Patience - it's a word that most people who enjoy the outdoors are very familiar with, but often don't give much thought to. I had this thought as I was sitting in a ground blind on Saturday waiting for deer that never showed up, and watching soybeans blowing in the wind. I wondered why, in this age of instant gratification and on-demand entertainment, that something that required as much patience as waiting on a deer to come by or a fish to bite is my preferred form of recreation.

As I sat there Saturday afternoon, I thought about the morning's hunt on a different farm. Walking in before daylight, I was greeted by the owls calling to each other just as they have for the last several years that I have hunted here. Once the sun began to rise, the turkeys woke up and added their voice to the forest conversation. Several flocks of geese flew over and contributed their honking to the sounds around me.
Saw this on the way to the blind

Later on, I was greeted by the sight of three hens feeding their way through the woods and clucking to each other. I didn't see a deer, even though I was in an area that I know the deer have been traveling through frequently. However, I didn't mind one bit. I just sat there taking in everything around me, and thinking about how blessed I was to be able to be right there at that moment.
Cabbage in the Garden

I often think about the life lessons that hunting and fishing have taught me. Patience is one of the biggest lessons that I feel like I have learned from my outdoor experiences. If I hadn't learned the patience to just sit still, I feel like I would have missed a lot in life. It takes patience to plant a garden and watch it grow all summer, to finally reap the rewards of the harvest, or to sit on the bank of the pond watching a bobber until finally a scrappy bream bites, or to sit in the woods and just take in everything around me. I wouldn't trade any of these experiences and memories, and I'm thankful every day for the people who introduced me to hunting and fishing when I was young, and through that taught me a valuable lesson about the importance of being patient.

Thanks for stopping by!

- Joseph


  1. I shared a single hunt with my father even though he was still very troubled from combat (1970’s). I remembered every detail of this hunt and naturally took up hunting as a freshly independent adult.

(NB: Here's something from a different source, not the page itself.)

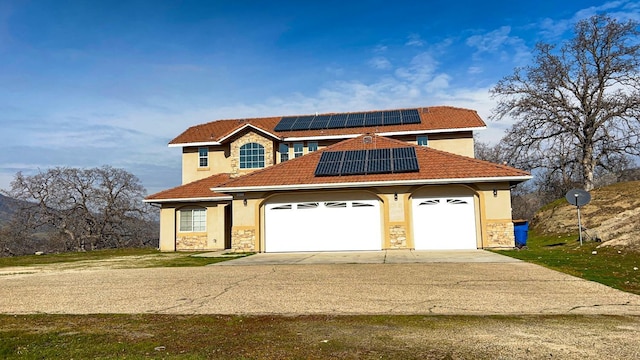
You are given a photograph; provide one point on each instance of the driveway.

    1. My Dad is also the person who first got me interested in hunting, taking me squirrel and dove hunting when I was young. He has never been a deer hunter, because when he was young there weren't any deer around this area, but he still occasionally goes on a dove hunt. I agree with you, I can still remember the details of those trips just like they happened yesterday.

  2. Josheph- There is nothing like hearing and seeing the woods wake up in the morning. I am sure that I will think of this post when out in the woods this hunting season.

    1. Thanks Peter! It is one of my absolute favorite times of the day to be in the woods.